Ему часто снилась эта станция. Не так станция, как поле, где дети искали спасения в пшенице... Невдалеке от Андрея прошла железная махина, сокрушая все. На смятых стеблях Андрей видел капли, похожие на алые росинки...
Алые росы — это все, что осталось от эшелона, от его детства.
Вспомнилась тетка Авдотья, отцова сестра. Высокая, как гренадер, обожженная ветрами и морозами, она больше походила на генерала, чем отец. Недаром ее избрали бригадиром в колхозе. Как теплы и ласковы потрескавшиеся от тяжелой каждодневной работы руки этой женщины!

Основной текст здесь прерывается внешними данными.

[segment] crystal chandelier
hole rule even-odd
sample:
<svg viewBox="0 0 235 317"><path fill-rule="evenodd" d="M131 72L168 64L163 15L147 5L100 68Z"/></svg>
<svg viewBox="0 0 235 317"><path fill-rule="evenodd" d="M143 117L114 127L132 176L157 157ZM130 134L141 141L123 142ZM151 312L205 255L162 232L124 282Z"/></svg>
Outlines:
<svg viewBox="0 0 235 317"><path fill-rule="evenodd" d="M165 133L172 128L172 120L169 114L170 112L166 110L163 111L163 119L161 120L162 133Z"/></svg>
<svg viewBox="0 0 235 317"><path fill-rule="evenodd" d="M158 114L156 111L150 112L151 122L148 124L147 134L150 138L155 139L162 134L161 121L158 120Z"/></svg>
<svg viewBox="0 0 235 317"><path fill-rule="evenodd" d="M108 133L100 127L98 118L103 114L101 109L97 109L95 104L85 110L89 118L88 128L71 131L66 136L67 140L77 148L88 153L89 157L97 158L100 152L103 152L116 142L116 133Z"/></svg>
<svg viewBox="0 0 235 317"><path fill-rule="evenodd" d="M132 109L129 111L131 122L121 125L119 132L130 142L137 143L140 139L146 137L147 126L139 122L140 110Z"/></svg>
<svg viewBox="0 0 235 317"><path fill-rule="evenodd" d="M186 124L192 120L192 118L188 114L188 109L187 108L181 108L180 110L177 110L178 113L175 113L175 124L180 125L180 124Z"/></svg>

Она разобьется в лепешку, чтобы сделать приятное гостям, попотчевать своего племянника лакомым куском! Но как-то Андрей сильно рассердился на тетку Авдотью. Мальчик любил побегать за ягнятами, он кормил с рук доверчивую и смирную овцу Груньку. Грунька спокойно поднимала голову, когда мальчик окликал ее по имени. Теплыми шелковистыми губами овца собирала крошки с ладони, сопя и забавно покашливая при этом.
Однажды — это было перед отъездом Андрея из деревни — тетка заманила Груньку в сарай. Там она вместе со стариком соседом зарезала и разделала овцу. Мальчик ревел так громко, будто на сковородке жарили его самого. Овец и кур режут — это он хорошо знал. Но представив себе, как тетка Авдотья в одной руке держит корочку хлеба, а в другой нож — он проникся жестоким недоверием к тетке и долго не мог простить ей такую несправедливость.